Fallen Angels by Noel Coward
Auckland Theatre Company
Until March 15
The Seven Year Itch is the time at which passion fades and only love remains. It is the point in a marriage when husband and wives stray or think of straying. This is the exciting prospect or challenge that Julia and Jane face as falling angels in the latest Auckland Theatre Company’s offering, Fallen Angels.
Both of them had passionate (and separate) affairs with Maurice seven years ago before they were married. But now the Frenchman has sent them postcards to say he is returning to London and hopes to see each of them.

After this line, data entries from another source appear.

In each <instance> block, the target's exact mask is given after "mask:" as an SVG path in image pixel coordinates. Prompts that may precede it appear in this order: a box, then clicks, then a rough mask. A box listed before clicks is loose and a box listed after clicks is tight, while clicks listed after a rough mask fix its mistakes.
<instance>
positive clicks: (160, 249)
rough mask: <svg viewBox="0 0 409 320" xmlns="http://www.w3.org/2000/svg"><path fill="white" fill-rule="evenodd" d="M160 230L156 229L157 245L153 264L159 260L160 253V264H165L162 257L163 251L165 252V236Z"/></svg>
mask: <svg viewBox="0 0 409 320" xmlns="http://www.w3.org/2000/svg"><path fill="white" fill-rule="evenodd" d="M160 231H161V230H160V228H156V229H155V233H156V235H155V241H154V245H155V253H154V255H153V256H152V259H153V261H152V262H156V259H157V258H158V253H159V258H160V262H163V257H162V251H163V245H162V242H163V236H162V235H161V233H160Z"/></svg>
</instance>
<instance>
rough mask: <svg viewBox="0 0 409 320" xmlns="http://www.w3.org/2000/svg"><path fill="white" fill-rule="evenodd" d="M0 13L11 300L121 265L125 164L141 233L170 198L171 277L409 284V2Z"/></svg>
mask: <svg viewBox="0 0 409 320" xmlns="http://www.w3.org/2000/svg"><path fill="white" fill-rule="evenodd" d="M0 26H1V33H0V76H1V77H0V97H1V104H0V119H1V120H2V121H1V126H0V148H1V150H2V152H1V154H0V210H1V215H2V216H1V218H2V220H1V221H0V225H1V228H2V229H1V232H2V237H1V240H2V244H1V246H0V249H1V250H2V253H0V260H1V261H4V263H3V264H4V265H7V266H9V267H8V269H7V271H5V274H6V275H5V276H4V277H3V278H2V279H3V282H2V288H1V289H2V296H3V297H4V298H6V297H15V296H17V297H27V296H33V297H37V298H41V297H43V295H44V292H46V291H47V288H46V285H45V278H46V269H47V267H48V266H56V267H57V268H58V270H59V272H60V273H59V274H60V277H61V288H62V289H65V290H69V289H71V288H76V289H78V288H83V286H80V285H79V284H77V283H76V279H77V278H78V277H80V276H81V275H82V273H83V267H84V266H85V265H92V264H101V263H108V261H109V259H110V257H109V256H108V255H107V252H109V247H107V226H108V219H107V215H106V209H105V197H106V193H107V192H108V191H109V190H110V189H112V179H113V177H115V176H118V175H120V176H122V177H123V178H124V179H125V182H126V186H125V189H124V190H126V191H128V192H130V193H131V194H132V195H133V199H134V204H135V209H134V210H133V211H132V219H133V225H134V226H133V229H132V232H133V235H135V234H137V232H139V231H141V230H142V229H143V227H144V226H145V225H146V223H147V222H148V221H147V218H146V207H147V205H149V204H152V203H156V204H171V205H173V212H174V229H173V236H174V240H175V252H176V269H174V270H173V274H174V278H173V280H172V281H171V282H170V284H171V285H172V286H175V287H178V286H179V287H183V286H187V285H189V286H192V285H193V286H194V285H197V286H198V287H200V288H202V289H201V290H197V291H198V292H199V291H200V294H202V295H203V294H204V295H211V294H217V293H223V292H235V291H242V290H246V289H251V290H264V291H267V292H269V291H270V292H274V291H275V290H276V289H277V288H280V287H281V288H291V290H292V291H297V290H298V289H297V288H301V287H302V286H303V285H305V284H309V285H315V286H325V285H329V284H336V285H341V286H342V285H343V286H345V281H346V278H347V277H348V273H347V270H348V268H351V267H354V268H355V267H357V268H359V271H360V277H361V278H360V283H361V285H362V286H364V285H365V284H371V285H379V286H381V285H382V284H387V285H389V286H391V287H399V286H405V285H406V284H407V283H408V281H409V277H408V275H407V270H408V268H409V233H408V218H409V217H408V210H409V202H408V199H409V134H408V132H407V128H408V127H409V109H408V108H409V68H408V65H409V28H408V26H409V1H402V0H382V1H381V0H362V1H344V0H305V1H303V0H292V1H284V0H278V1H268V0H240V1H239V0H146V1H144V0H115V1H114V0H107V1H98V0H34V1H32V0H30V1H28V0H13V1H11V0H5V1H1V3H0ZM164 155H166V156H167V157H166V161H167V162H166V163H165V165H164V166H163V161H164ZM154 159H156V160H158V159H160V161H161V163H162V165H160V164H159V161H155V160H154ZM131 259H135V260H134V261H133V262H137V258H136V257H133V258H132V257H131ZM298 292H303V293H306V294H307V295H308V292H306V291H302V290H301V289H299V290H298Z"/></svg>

The middle-aged women are turned into swoony teenagers at the thought of another affair. As Julia says, “why should men have a monopoly on sowing wild oats.” But who will it be with? Should they go or should they stay?
They spend a night waiting for Maurice to arrive reminiscing about him, Pisa and Venice, getting progressively drunker and attended by the maid, Saunders, while their husbands are away for a couple of days of golf.
The morning brings revelations to both the wives and the husbands.
Fallen Angels is not one of Coward's most witty or acerbic comedies but director Raymond Hawthorne has excelled himself in turning a mediocre work into a brilliantly crafted, stylish comedy of manners.
He has managed to combine all the best elements of Restoration comedy and French farce, injecting them into Coward's crisp dialogue and witty one-liners to produce an uproarious evenings entertainment.
He manages his magical creation mainly by having two superb leading ladies with Lisa Chappell (Julia) and Claire Dougan (Jane). They hold the play together with sparkling dialogue and flamboyant acting, as they explore the boundaries of pre-marital and extra-marital sex as well as the limits of friendship.
The three men, Stephen Lovatt (Fred) ,Stelios Yiakmis (Willy) and Jonathan Allan (Maurice), provide exceptional back-up. Lovatt is particularly energetic with his Monty Phythonesque silly walks. Priyanka Xi as the maid Saunders does great job as the one sensible person in the play. The fact that her employers prefer Saunders to her real name, Jasmine, is just another clever little notion about people not being all they appear to be.
Tracy Grant Lord’s stylish 1920’s set provides just the right level of elegant veneer that mirrors the lives of the two women. The large framed mirror provides something of a metaphor for the play with its distorted reflections of the audience in its fun fair mirrored surface.
The one problem with the play is the ending. Any competent playwright or member of the audience could have come up with a more complicated and outrageous denouement.